Im System der Spezialheime der ehemaligen DDR wurden über 40 Jahre hinweg Menschen- und Kinderrechte, das Erziehungsrecht der Eltern, das Recht auf freie Meinungsäußerung und Religionsausübung systematisch und teilweise schwer verletzt. Die Folgen wirken bis heute fort und beeinträchtigen die Betroffenen und ihre Angehörigen hinsichtlich ihrer gesellschaftlichen Teilhabemöglichkeiten.

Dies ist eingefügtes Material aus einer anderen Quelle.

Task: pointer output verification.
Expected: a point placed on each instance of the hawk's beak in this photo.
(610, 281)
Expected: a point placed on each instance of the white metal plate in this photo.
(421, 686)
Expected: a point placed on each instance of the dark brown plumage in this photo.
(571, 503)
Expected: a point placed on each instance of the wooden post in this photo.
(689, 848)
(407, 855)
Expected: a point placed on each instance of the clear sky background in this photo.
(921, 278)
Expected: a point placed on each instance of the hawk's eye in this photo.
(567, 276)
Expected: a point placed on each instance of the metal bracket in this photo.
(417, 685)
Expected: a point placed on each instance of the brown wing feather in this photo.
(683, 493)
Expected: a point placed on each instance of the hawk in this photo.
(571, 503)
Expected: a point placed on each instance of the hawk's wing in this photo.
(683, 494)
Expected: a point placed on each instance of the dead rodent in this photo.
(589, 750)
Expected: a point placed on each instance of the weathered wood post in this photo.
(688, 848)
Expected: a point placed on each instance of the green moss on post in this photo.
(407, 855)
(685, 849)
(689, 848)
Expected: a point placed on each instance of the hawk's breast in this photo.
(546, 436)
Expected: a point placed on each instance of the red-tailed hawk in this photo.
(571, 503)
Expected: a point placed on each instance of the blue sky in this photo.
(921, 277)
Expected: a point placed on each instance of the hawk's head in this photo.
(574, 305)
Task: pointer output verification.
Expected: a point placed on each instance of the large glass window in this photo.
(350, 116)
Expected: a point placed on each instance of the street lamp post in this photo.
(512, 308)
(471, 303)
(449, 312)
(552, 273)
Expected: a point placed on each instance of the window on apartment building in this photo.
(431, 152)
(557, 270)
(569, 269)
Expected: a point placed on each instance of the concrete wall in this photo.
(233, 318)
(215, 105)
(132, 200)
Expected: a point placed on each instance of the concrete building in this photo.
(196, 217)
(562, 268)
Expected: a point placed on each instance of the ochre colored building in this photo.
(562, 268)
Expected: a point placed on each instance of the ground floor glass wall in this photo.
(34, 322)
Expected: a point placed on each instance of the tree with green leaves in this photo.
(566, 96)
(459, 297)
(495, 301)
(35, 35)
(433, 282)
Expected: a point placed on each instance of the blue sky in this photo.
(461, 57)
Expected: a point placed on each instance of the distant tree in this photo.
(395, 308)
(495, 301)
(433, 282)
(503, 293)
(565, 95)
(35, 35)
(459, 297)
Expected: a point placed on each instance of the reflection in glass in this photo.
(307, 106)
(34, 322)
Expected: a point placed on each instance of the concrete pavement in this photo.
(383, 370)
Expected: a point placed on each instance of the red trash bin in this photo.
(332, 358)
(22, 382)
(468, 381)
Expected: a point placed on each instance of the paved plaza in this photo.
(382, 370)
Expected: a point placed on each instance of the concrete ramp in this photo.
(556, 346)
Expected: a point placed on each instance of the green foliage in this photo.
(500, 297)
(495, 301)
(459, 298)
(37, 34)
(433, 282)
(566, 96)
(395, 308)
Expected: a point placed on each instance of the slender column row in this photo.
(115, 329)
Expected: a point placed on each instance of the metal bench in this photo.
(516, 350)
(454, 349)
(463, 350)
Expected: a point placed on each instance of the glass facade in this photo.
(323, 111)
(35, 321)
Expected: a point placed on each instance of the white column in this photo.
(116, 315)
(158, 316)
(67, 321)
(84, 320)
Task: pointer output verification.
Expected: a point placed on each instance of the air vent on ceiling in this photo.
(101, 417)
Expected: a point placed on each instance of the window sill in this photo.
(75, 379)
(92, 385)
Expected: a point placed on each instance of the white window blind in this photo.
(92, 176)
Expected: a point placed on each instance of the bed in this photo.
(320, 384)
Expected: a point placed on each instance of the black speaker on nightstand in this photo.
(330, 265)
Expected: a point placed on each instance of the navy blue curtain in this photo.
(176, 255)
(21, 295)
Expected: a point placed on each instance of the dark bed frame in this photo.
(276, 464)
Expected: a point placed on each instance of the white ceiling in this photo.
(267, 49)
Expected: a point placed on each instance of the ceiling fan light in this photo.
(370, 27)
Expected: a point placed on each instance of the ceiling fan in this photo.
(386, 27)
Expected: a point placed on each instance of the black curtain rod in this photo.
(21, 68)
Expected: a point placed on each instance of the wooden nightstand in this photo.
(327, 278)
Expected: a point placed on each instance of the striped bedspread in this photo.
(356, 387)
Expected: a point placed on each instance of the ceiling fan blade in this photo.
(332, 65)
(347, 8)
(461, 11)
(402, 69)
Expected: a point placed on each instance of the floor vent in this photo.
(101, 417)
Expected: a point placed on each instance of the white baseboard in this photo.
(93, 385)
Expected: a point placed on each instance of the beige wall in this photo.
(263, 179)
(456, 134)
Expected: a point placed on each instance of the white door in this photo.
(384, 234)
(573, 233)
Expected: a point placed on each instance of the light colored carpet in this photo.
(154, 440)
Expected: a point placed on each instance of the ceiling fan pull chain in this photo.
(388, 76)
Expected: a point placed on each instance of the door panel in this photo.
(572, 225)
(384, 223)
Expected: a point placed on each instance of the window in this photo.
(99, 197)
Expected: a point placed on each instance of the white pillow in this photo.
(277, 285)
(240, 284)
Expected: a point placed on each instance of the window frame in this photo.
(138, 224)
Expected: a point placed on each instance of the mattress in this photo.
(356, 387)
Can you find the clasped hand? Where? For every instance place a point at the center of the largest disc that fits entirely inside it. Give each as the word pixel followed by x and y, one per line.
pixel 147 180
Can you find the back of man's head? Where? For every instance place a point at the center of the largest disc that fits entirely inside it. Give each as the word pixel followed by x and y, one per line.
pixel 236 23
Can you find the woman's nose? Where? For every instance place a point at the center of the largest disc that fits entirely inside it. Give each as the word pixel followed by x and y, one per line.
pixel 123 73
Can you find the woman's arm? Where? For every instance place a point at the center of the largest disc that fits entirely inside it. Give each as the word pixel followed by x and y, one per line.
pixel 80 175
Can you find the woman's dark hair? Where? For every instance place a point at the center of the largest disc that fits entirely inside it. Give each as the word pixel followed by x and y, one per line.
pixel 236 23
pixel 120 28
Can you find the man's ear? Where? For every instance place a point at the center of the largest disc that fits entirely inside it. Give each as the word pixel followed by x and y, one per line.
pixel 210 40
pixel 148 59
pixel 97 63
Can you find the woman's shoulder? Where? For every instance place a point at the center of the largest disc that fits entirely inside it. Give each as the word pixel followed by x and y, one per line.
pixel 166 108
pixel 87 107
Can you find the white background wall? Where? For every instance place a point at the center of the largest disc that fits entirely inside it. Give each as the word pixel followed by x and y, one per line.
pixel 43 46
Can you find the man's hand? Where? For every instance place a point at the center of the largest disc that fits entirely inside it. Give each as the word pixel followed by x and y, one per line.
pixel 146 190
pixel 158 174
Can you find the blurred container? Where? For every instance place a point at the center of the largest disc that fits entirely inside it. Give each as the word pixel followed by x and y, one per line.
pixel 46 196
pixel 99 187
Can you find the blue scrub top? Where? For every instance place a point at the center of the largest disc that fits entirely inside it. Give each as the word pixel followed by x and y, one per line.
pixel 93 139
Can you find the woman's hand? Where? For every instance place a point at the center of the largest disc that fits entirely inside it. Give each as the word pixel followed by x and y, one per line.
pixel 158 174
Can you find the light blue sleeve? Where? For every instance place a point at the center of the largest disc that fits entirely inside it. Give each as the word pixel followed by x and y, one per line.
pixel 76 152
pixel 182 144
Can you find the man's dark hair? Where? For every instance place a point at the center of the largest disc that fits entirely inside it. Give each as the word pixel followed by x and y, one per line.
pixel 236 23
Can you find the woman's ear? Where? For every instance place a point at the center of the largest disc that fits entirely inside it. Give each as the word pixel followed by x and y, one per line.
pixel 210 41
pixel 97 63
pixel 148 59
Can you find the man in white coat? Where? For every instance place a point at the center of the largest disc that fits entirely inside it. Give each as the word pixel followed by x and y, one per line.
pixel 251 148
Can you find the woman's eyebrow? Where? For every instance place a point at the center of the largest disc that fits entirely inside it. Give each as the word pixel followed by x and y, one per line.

Ralf Marten beschreibt im neu vorgelegten Band für Sachsen-Anhalt 48 Spezialheime, die neben den normalen Kinderheimen bestanden. Damit entsteht erstmalig eine Topographie der Jugendwerkhöfe, Durchgangslager und Spezialheime auf dem Gebiet des heutigen Sachsen-Anhalt in den früheren Bezirken Halle und Magdeburg.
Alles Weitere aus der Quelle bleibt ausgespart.